Three weeks ago, Scouter Jim Carse got the bad news that the Canadian Tire Store on Victoria St. N. would not be able to accommodate the local Scouts Christmas Tree sale this year because of a shortage of space.
“Honestly, that was one of the most depressing nights at our house. All I could think about was without the sale how would we be able to afford our programs for the kids. I was thinking no more summer camp, no winter camp, no Jamborees, no program,” said Scouter Teresa Carse.
But, a call to the Home Hardware store next door to Canadian Tire, brought good news and a new home for the Scout’s tree lot.
After a discussion with store manager, Scott Philips, Home Hardware welcomed the Scout group with open arms. The new tree lot is now at the back of the Home Hardware store parking lot, 1014 Victoria St. N. Kitchener.
“We are thrilled, and beyond relieved, to have their support and a new home. We owe Scott and Mark (Coyles, store owner) a huge thank you for helping us make sure that our tree sale happens again this year. The money this project brings in is vital to our group”, said Jim Carse adding that the group is “extremely grateful for the many years of free space and support that we have enjoyed at Canadian Tire.”
“They helped make a lot of things possible for a lot of youth by allowing us to move in to their parking lot with hundreds of trees every year for 24 years.”
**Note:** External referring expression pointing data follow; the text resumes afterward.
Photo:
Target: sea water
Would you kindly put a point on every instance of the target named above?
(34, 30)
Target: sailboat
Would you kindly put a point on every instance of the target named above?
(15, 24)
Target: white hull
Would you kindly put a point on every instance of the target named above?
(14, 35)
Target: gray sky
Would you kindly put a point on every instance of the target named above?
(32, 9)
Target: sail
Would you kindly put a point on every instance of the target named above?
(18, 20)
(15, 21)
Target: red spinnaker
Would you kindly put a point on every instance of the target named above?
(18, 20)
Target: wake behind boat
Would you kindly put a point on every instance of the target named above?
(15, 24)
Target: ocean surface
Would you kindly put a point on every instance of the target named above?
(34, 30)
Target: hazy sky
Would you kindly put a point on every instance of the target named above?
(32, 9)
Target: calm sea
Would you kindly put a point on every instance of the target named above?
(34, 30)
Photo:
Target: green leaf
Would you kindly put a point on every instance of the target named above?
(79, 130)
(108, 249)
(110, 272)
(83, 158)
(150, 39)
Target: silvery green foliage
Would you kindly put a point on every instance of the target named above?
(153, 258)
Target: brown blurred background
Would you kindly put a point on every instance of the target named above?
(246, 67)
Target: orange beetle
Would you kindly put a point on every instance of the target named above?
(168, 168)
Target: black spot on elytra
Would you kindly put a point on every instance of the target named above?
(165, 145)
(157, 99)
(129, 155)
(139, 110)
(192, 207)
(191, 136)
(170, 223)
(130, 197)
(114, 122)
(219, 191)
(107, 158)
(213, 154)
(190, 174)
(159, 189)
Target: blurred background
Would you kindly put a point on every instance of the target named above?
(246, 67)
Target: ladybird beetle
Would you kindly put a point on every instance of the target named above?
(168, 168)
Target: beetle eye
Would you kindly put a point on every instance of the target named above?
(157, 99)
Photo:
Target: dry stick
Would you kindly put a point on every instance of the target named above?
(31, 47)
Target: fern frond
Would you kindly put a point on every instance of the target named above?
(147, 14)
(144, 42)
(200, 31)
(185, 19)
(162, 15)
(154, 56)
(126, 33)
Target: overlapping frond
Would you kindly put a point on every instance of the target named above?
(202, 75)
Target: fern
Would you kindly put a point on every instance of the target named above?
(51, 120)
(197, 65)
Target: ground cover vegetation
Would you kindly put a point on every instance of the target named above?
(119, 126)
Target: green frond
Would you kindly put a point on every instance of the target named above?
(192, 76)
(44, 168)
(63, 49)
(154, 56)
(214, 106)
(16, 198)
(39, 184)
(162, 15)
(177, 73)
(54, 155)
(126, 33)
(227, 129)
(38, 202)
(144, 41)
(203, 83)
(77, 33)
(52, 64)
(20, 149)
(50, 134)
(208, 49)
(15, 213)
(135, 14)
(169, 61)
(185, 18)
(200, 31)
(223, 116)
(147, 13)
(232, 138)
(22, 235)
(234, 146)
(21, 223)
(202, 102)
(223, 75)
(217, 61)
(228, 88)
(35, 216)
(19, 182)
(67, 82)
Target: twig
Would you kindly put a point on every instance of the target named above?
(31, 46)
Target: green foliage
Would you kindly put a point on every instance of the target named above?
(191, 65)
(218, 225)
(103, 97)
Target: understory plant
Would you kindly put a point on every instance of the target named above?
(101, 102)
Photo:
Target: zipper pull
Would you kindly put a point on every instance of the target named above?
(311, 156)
A group of leaders, Scouts and Cubs gathered on the evening of November 24 to unload, unwrap, and tag a tractor trailer load of Fraser Fir, Balsam Fir and Scotch Pine trees that will be on sale until December 22 (or until the trees sell out). The trees are supplied by Somerville Nurseries Inc. in Alliston, Ontario and transported for free by a relative of one of the Scouters.
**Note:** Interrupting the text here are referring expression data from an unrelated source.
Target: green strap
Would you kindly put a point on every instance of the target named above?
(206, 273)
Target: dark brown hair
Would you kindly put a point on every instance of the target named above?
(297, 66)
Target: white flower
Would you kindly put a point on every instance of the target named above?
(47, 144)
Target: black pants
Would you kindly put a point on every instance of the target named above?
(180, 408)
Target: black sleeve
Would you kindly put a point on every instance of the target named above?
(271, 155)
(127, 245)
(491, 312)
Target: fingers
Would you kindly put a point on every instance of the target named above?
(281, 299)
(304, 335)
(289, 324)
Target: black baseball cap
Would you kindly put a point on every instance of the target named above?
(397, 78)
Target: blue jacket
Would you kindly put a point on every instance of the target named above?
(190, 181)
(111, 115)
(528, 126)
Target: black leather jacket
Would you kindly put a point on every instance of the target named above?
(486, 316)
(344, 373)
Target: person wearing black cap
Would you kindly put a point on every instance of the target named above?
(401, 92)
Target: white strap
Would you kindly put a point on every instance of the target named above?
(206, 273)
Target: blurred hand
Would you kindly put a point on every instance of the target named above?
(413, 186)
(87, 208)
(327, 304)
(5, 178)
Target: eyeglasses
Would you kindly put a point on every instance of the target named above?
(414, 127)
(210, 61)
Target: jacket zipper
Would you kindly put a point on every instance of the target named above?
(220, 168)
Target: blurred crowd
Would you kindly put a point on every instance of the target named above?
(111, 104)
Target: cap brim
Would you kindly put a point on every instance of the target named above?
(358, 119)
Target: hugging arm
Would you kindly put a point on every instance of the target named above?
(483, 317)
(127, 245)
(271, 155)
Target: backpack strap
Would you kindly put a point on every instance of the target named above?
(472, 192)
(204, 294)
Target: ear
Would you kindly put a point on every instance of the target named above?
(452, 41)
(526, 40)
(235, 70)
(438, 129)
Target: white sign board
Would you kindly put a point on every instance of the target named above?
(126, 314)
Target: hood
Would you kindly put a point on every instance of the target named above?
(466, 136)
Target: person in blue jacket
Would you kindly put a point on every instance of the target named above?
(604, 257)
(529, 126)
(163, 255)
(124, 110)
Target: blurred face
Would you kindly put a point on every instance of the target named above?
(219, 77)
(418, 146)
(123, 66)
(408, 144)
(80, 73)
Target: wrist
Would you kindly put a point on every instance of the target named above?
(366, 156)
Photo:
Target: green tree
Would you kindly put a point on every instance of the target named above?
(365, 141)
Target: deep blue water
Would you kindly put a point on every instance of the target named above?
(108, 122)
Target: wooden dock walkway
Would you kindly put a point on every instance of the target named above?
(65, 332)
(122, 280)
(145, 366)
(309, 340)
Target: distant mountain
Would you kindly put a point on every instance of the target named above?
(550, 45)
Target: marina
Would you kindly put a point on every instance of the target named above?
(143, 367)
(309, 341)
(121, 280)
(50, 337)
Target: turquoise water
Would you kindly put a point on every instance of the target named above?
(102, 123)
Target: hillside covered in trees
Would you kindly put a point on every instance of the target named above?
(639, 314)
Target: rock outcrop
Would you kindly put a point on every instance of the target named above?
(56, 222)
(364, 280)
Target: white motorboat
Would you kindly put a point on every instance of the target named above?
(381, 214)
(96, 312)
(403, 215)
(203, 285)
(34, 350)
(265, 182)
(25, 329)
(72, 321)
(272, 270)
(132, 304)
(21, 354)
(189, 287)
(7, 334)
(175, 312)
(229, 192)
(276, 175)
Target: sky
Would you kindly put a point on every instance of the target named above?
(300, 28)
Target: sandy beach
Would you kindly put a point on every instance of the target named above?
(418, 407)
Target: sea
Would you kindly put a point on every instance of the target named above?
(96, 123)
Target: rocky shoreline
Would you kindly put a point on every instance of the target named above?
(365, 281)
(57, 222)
All proceeds from the Christmas tree sales go directly to the 24th Kitchener Scouting family.
“Our goal is to reduce the cost of Scouting for the kids and their families. It helps pay for the rental of facilities at our summer and winter camps, and buy equipment that needs replacing. It could help buy a kid’s uniform or buy them a sleeping bag so they can go winter camping. We have a “no one left behind” policy and we want to see any child who wants to be a part of Scouting be able to participate. Not every family can afford to have their child participate, so the tree sale is a major fundraiser that allows us to help these kids,” Carse said.
Tree profits have also made it financially possible for approximately 120 Scouts, Venturers and Scouters to attend the last 6 Canadian Scout Jamborees, held in Alberta, northern Ontario, Prince Edward Island, Quebec and Nova Scotia.
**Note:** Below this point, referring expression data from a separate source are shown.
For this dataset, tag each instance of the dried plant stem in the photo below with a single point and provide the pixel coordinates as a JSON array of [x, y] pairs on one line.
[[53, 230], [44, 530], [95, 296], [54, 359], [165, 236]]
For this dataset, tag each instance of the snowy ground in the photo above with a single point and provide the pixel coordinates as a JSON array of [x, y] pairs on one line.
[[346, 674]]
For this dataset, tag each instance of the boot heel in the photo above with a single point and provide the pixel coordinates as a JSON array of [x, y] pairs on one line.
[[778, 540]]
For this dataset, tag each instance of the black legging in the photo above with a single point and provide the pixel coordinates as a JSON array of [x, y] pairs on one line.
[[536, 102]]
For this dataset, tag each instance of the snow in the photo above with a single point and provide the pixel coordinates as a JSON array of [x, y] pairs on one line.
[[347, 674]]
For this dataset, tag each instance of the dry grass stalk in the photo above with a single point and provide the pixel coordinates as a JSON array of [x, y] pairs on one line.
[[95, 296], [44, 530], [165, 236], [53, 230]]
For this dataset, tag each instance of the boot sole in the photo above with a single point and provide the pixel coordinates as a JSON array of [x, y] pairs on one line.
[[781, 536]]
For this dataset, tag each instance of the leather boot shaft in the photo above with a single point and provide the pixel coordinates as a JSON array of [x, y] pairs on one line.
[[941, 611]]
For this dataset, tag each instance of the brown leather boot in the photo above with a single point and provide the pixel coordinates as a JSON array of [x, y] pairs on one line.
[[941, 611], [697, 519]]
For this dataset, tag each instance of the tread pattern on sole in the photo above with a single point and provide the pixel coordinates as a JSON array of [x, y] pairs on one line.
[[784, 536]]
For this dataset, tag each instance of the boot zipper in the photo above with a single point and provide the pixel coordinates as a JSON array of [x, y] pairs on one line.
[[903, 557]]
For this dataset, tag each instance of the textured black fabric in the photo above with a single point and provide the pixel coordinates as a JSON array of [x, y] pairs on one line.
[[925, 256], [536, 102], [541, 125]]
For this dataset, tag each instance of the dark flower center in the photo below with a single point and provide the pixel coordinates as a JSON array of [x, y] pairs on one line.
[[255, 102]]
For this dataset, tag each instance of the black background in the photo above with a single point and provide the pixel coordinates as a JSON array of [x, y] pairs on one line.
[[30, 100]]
“The kids help with all aspects of running the Christmas tree sale. They learn about the trees and can identify the different kinds, and they learn how to use a saw, a little bit about pruning and lot about customer service,” Carse said, adding that this year there will be about 35 Cubs and Scouts helping to run the lot. They work in teams with an adult, usually a parent.
“I love this event every year. It’s very organized and I like to help teach the kids and be part of helping them develop a skill set,” he said.
As the trees arrive, Carse, who has organized the sale for the past 20 years, gives the Scouts instructions on how to safely unload and tag them. Then they start the work – often lifting trees that are one and a half times as tall as they are, tagging and stacking them neatly in their designated spot on the lot.
Carse adds that the Scouts take their role as salesperson to heart too, doing their very best to help each person select their own perfect Christmas tree. Over the past 24 years, the Scout group has sold close to 10,000 trees.
And, buying a Scout Christmas tree from the 24th Kitchener tree lot has become a long-standing tradition for many local families.
One family has been coming to the tree lot every year, with children, then grandchildren and even the dog in tow.
“There’s another family that comes every year. They come early because they want the biggest tree we have. They don’t care what kind it is or how much it costs, they just want the biggest one,” Carse laughs.
The 24th Kitchener Scout Christmas tree lot is open weekday evenings from 5:30 – 9pm, Saturdays 9am – 9pm and Sunday 11am – 7pm. Cash only, please.